We recently learned from retailer David Hodgkins at David Wood Clothiers in Portland, Maine that one of his customers has an interesting take on style during quarantine. As it turns out, Steve Campbell also has a consulting company (pro-voke) that helps businesses through trying times. Here, we talk to Campbell about how to dress for, and how to survive, a pandemic.
Q: So, what’s your interesting take on quarantine style: now and for the future?
A: It occurred to me recently on a Zoom meeting of about 140 people, most of them men wearing light blue oxford shirts, that signature style has never been more important. Why not take the opportunity now, during this pandemic, to define yourself by how you dress? I believe Zoom meetings are 1/3 about the backdrop, 1/3 the face, and 1/3 what you wear. From whacky backdrops and Hawaiian shirts, it’s now evolved to ‘what the heck anything goes.’
I suggest that retailers promote neckties: not traditional ties worn tight around the neck but something textured, worn more loosely. This reflects a serious attitude toward work but also an ability to relax, like having a beer at the end of the day. We do a lot of executive coaching at pro-voke and clearly, what you wear greatly impacts how others perceive you. It helps to have a signature style that defines you, but it should be a signature, not a caricature. In addition to textured ties, I believe patterns will re-emerge: the right tartans and plaids look great on Zoom. (The wrong ones can bleed the screen and create a huge distraction!)
Q: You seem to love fashion: any advice to menswear retailers in these precarious times?
A: Let the product mix reflect the world view of the owner and know the stories behind each product. In Atlanta, I always shop at Sid Mashburn for its fabulous mix. Here in Portland, I love David Wood Clothiers. I can’t walk in there without buying something. In fact, last week it was 95 degrees with 100 percent humidity yet I left with a brand new beautiful shetland sweater. David knows my taste and always comes up with something special. His store is a mix of interesting things he’s gathered from all over, whether the coast of Maine or Florence, Italy.

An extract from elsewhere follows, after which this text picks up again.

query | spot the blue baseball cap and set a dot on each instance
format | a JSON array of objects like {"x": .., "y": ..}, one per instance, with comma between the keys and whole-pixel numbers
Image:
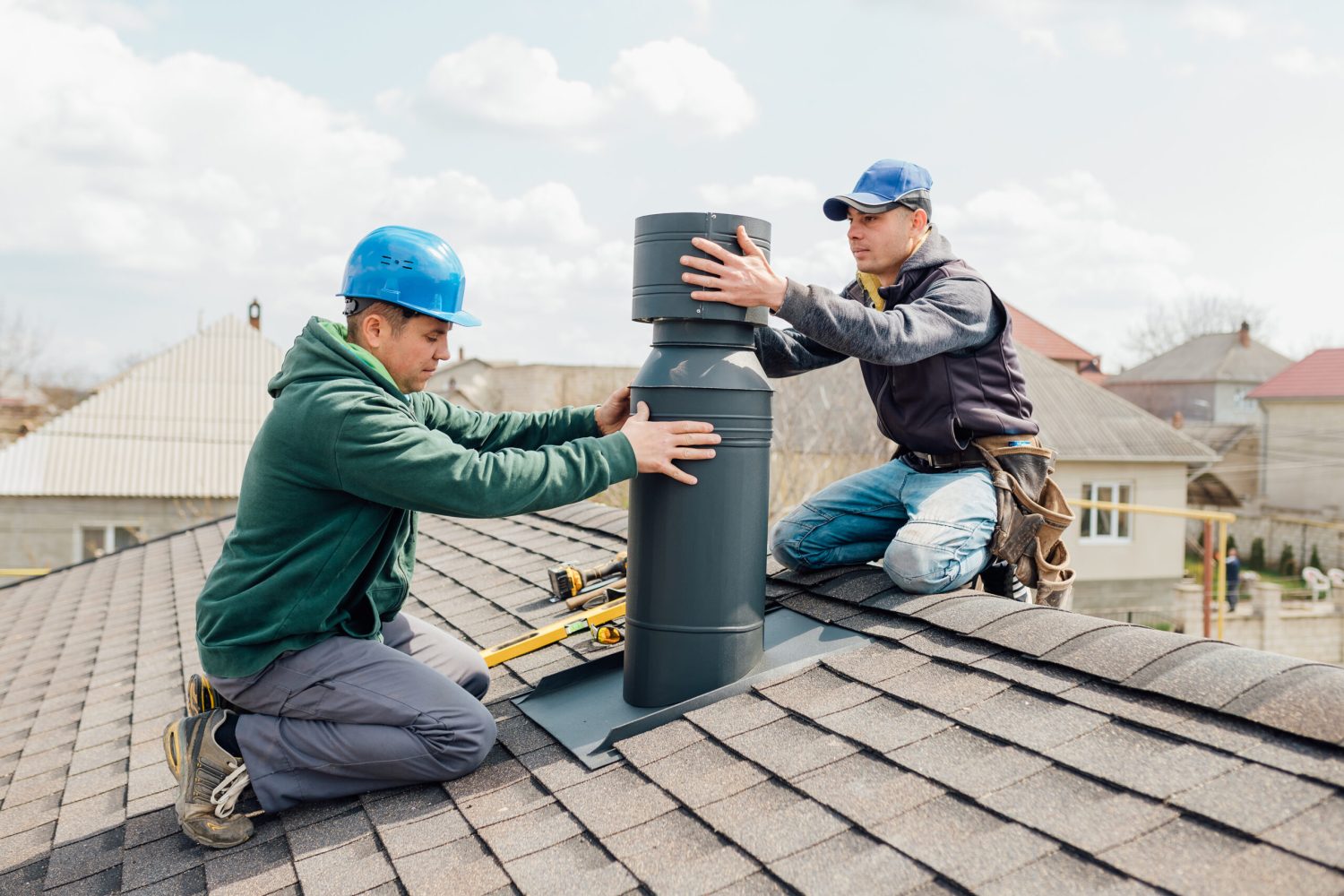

A great store conveys intimacy: its essence is the face to face. The soul of a store can’t really be translated digitally: I don’t for a second believe the whole retail universe is moving online. When consumers shop for apparel online, a lot gets lost: the storytelling, the sentiment, the excitement of trying on that perfect linen shirt, or truly great-fitting jeans. How do you translate the intimacy of a conversation onto a screen? It’s possible, but it’s never quite the same.

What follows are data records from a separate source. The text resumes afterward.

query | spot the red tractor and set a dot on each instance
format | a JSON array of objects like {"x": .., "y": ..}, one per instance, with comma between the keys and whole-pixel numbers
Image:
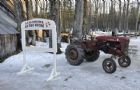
[{"x": 89, "y": 49}]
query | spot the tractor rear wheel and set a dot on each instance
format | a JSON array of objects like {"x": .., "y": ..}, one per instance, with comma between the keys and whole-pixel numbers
[
  {"x": 124, "y": 61},
  {"x": 91, "y": 56},
  {"x": 109, "y": 65},
  {"x": 74, "y": 55}
]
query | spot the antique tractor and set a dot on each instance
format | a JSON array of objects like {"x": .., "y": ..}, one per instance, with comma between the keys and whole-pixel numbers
[{"x": 89, "y": 49}]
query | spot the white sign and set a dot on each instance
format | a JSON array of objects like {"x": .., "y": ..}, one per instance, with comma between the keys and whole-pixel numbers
[{"x": 39, "y": 24}]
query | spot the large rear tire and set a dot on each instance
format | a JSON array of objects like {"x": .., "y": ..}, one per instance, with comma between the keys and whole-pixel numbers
[
  {"x": 74, "y": 55},
  {"x": 109, "y": 65},
  {"x": 124, "y": 61},
  {"x": 91, "y": 56}
]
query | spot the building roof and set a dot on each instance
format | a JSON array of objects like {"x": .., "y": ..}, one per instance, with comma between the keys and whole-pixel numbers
[{"x": 7, "y": 25}]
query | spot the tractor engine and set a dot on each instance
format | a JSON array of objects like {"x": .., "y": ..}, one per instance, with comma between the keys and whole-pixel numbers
[{"x": 113, "y": 45}]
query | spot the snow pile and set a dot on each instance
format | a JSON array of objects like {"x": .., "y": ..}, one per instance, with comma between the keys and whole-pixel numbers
[{"x": 87, "y": 76}]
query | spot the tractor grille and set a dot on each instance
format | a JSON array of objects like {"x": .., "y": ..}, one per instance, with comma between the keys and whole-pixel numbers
[{"x": 125, "y": 47}]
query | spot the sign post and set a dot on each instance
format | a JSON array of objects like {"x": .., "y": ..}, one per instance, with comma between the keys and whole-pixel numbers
[{"x": 39, "y": 24}]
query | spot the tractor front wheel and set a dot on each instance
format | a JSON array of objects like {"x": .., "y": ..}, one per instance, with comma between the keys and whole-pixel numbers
[
  {"x": 74, "y": 55},
  {"x": 109, "y": 65},
  {"x": 124, "y": 61}
]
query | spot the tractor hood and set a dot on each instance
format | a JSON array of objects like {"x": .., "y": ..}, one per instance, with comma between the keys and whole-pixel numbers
[{"x": 112, "y": 38}]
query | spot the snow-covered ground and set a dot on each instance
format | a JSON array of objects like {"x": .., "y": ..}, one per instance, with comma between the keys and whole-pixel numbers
[{"x": 87, "y": 76}]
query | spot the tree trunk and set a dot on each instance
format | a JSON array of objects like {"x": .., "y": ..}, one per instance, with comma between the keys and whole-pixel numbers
[
  {"x": 127, "y": 14},
  {"x": 120, "y": 15},
  {"x": 77, "y": 29},
  {"x": 55, "y": 15},
  {"x": 137, "y": 20}
]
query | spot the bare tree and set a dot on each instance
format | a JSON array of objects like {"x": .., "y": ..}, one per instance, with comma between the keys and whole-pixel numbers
[
  {"x": 120, "y": 14},
  {"x": 127, "y": 14},
  {"x": 55, "y": 15},
  {"x": 18, "y": 13},
  {"x": 77, "y": 29}
]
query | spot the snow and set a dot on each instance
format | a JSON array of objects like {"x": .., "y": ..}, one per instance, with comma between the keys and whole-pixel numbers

Q: Let’s hear a little about pro-voke: what’s your mission and how are you helping companies during this pandemic?
A: We’re not exactly a marketing company or a branding company. We’re at the intersection of where culture, branding, and strategy come together. Our accounts include all kinds of companies from small businesses to large corporations: Toyota, TD Ameritrade, United Way, Peapod, and more.

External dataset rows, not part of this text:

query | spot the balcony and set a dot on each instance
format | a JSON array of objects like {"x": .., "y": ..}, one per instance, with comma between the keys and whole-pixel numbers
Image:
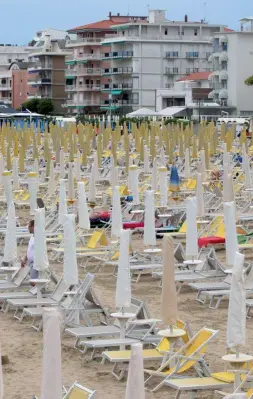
[
  {"x": 191, "y": 54},
  {"x": 89, "y": 72},
  {"x": 83, "y": 41},
  {"x": 171, "y": 71},
  {"x": 172, "y": 54},
  {"x": 39, "y": 67},
  {"x": 70, "y": 73},
  {"x": 81, "y": 104},
  {"x": 118, "y": 71},
  {"x": 82, "y": 88},
  {"x": 39, "y": 82},
  {"x": 5, "y": 87},
  {"x": 117, "y": 87},
  {"x": 117, "y": 55}
]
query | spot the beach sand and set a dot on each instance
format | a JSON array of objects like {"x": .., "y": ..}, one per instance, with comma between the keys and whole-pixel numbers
[{"x": 23, "y": 345}]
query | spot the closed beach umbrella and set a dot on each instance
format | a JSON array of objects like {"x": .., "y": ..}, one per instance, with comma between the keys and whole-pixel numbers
[
  {"x": 135, "y": 380},
  {"x": 123, "y": 285},
  {"x": 7, "y": 187},
  {"x": 116, "y": 213},
  {"x": 149, "y": 219},
  {"x": 231, "y": 234},
  {"x": 114, "y": 176},
  {"x": 134, "y": 185},
  {"x": 154, "y": 175},
  {"x": 146, "y": 160},
  {"x": 200, "y": 197},
  {"x": 10, "y": 242},
  {"x": 33, "y": 188},
  {"x": 71, "y": 188},
  {"x": 62, "y": 164},
  {"x": 163, "y": 183},
  {"x": 70, "y": 268},
  {"x": 191, "y": 228},
  {"x": 187, "y": 171},
  {"x": 51, "y": 181},
  {"x": 236, "y": 326},
  {"x": 63, "y": 209},
  {"x": 40, "y": 246},
  {"x": 83, "y": 213},
  {"x": 92, "y": 185},
  {"x": 15, "y": 175},
  {"x": 51, "y": 373},
  {"x": 169, "y": 293}
]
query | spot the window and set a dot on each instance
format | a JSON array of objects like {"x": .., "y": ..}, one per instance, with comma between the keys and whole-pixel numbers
[
  {"x": 172, "y": 54},
  {"x": 135, "y": 98}
]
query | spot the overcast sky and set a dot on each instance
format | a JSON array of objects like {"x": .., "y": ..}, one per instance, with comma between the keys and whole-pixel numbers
[{"x": 20, "y": 19}]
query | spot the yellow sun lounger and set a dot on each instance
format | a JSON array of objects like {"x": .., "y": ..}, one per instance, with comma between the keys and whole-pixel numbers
[
  {"x": 158, "y": 353},
  {"x": 77, "y": 391},
  {"x": 185, "y": 358}
]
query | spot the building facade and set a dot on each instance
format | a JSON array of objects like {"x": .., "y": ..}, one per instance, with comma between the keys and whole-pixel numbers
[
  {"x": 10, "y": 54},
  {"x": 47, "y": 73},
  {"x": 147, "y": 55},
  {"x": 231, "y": 62},
  {"x": 87, "y": 81}
]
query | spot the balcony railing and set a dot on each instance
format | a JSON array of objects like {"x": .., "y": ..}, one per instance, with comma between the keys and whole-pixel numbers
[
  {"x": 169, "y": 37},
  {"x": 83, "y": 103},
  {"x": 171, "y": 71},
  {"x": 70, "y": 72},
  {"x": 83, "y": 88},
  {"x": 39, "y": 67},
  {"x": 118, "y": 71},
  {"x": 117, "y": 86},
  {"x": 118, "y": 54},
  {"x": 84, "y": 40},
  {"x": 5, "y": 87},
  {"x": 89, "y": 71}
]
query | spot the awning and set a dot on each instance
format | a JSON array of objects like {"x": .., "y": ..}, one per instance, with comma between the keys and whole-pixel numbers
[
  {"x": 171, "y": 111},
  {"x": 108, "y": 108}
]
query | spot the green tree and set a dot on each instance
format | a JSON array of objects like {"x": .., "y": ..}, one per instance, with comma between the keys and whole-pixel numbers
[
  {"x": 32, "y": 105},
  {"x": 46, "y": 106}
]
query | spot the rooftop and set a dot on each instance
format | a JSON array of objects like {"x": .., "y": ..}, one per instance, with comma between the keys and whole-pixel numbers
[
  {"x": 196, "y": 76},
  {"x": 105, "y": 24}
]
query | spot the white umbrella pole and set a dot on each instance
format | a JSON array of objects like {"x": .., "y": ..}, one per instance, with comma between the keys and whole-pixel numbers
[{"x": 51, "y": 374}]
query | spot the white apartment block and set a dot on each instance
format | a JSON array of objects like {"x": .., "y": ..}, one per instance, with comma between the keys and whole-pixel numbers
[
  {"x": 150, "y": 55},
  {"x": 232, "y": 62},
  {"x": 10, "y": 53}
]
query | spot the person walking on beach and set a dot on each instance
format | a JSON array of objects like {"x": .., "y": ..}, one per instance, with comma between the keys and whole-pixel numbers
[{"x": 29, "y": 258}]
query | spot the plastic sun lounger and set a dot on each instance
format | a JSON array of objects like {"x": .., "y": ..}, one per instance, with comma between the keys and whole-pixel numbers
[
  {"x": 78, "y": 391},
  {"x": 195, "y": 384},
  {"x": 189, "y": 356},
  {"x": 106, "y": 343}
]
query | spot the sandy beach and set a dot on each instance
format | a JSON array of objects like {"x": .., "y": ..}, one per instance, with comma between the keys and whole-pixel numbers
[{"x": 23, "y": 345}]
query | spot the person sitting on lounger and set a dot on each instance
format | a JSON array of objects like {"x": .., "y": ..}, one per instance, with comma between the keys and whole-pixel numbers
[{"x": 29, "y": 258}]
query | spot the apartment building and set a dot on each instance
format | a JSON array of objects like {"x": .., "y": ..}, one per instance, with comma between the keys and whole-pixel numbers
[
  {"x": 10, "y": 53},
  {"x": 47, "y": 73},
  {"x": 86, "y": 82},
  {"x": 232, "y": 61},
  {"x": 147, "y": 55}
]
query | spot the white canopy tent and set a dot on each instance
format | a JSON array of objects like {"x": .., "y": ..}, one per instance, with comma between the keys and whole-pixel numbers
[{"x": 143, "y": 112}]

In these tough times, most companies need to reinvent themselves. But they must first figure out which aspects of their business they need to hold on to: in a sense, what defines their soul. Then they need to not just make the changes but actually include their employees/vendors/customers in the change. Getting people involved in the process makes a big difference in the results. Anxiety becomes adrenaline. Ask your customers: what three or four words would they use to describe your brand? Take stock in their criticisms: is your sales team too formal? Too approachable? Value this feedback and act on it.
We started this company seven years ago to help companies and executives work through change and transition. With so much more to wrestle with these days, figuring it out becomes all the more rewarding.